The Trump administration pledged Wednesday to bolster the power grid behind its new AI Action Plan, vowing to ease environmental permitting rules, boost existing supply, and accelerate electrical infrastructure development.
Specifically, the administration said it would take steps toward stabilizing the existing power grid, optimizing existing resources, building new generation capacity, and developing a strategic blueprint to guide all energy efforts to achieve long-term power adequacy for artificial intelligence.
This was in President Donald Trump’s AI Action Plan, which he had announced in the first weeks of his second administration earlier this year and later received thousands of public comments. The final product set the tone for the administration’s future moves regarding the technology, which the administration has long asserted has locked the nation into an “AI race” against China.
Chief among the 90 policies that the plan laid the groundwork for in the coming weeks and months is how the administration plans to stabilize and support the power needed to power its AI data centers – a concern that experts, Federal officials, and lawmakers have nodded to Department of Energy warnings that half of all new American electric power will be consumed by AI data centers by 2030.
“Like most general-purpose technologies of the past, AI will require new infrastructure— factories to produce chips, data centers to run those chips, and new sources of energy to power it all,” said the White House in its order. “America’s environmental permitting system and other regulations make it almost impossible to build this infrastructure in the United States with the speed that is required.”
“Fortunately, the Trump Administration has made unprecedented progress in reforming this system,” the order continued. “Now is the time to build on that momentum.”
Proposed policies to spur that momentum include new categorical exclusions under current regulations that allow data center development activities that don’t “have a significant effect on the environment,” and adopt other existing exclusions to accelerate that process.
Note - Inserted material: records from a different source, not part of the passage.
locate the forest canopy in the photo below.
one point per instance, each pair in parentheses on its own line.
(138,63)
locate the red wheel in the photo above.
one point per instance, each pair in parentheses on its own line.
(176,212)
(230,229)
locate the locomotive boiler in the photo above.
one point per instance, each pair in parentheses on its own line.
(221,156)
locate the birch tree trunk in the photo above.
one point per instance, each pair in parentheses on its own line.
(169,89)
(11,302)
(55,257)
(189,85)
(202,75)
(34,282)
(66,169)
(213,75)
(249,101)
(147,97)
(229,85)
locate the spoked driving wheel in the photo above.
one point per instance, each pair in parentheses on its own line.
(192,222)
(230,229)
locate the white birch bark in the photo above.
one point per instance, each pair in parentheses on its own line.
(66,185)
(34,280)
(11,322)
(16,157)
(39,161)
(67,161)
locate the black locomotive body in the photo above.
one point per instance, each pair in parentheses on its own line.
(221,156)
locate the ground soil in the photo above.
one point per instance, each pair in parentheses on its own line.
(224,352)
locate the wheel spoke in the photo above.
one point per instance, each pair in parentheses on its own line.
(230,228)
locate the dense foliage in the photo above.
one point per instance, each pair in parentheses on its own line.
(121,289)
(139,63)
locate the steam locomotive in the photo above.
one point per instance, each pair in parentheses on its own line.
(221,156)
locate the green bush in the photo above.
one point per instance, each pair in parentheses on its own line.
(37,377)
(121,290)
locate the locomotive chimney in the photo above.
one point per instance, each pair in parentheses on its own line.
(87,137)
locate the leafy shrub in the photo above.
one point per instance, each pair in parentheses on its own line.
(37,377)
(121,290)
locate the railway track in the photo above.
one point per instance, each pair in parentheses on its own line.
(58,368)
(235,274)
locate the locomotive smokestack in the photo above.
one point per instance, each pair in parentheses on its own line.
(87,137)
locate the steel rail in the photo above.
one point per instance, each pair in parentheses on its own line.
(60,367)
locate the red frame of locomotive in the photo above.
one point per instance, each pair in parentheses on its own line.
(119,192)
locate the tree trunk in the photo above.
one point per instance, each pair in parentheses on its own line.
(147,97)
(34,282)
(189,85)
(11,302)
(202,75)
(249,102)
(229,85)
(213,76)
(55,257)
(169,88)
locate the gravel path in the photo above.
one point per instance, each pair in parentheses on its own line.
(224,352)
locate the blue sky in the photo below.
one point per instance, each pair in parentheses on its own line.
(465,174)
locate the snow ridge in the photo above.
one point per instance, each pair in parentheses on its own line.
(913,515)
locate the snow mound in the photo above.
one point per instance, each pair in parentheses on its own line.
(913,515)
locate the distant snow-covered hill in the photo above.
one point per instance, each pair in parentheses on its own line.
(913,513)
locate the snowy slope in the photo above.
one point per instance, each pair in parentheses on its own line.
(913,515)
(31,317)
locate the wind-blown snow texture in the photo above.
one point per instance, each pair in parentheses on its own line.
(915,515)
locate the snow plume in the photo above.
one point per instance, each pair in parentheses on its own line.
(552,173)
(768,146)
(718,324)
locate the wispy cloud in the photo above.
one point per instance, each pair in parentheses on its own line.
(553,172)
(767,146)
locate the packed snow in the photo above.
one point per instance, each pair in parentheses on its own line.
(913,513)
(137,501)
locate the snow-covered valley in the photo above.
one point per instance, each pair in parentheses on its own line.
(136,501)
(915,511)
Other environmental permitting changes include expedited permitting through streamlining or reducing regulations under various environmental protect acts and continuing to make Federal lands available for constructing data centers and related energy infrastructure.
AI itself could also be applied to accelerating and improving environmental reviews, the White House added, pointing to expanding agency participation in the Department of Energy’s “Permit AI Project.”
On the security end of things, the Trump administration put forth policy recommendations to prohibit adversaries from injecting harmful inputs into infrastructure, while using a domestic AI computing stack that only includes the use of American-made software and hardware.
Power resources will also expand under the action plan, with the White House noting that the power grid “will need to be upgraded to support data centers and other energy-intensive industries of the future.”
“The power grid is the lifeblood of the modern economy and a cornerstone of national security, but it is facing a confluence of challenges that demand strategic foresight and decisive action,” said the White House. “Escalating demand driven by electrification and the technological advancements of AI are increasing pressures on the grid.”
To do this, the administration said it would work to prevent “premature decommissioning of critical power generation resources” while innovating methods to “harness existing capacity,” which could include using backup power sources to boost grid reliability.
The AI Action Plan also proposed exploring advanced grid management technologies and power line upgrades, while investigating new ways for large power consumers to manage their power consumption during “critical grid periods.”
Zeroing in on nuclear fusion and fission and enhanced geothermal power sources is another priority under the plan, where the administration said it wants to “reform power markets to align financial incentives with the goal of grid stability.”
Nuclear energy has had a major push by Trump who signed a series of executive orders in May to accelerate nuclear energy development, specifically using nuclear reactors – such as small modular reactors – to provide power not susceptible to foreign threats or power grid failures, according to the administration.
More traditional sources of energy have also been touted as a solution by the Trump administration, after Trump also signed an order in April to identify regions where coal-powered infrastructure can support AI data centers, a move controversial among Democrats who have pushed for renewable solutions.
That energy will power what the Trump administration said will be “high-security AI data centers” that fall under new technical standards led by the Department of Defense, Intelligence Community, National Security Council, National Institute of Standards and Technology, and Center for AI Standards and Innovation in partnership with industry.
Those standards will also be supported with adoption of classified compute environments that will enable “scalable and secure workloads.”
“Because AI systems are particularly well-suited to processing raw intelligence data today, and because of the vastly expanded capabilities AI systems could have in the future, it is likely that AI will be used with some of the U.S. government’s most sensitive data,” said the White House. “The data centers where these models are deployed must be resistant to attacks by the most determined and capable nation-state actors.”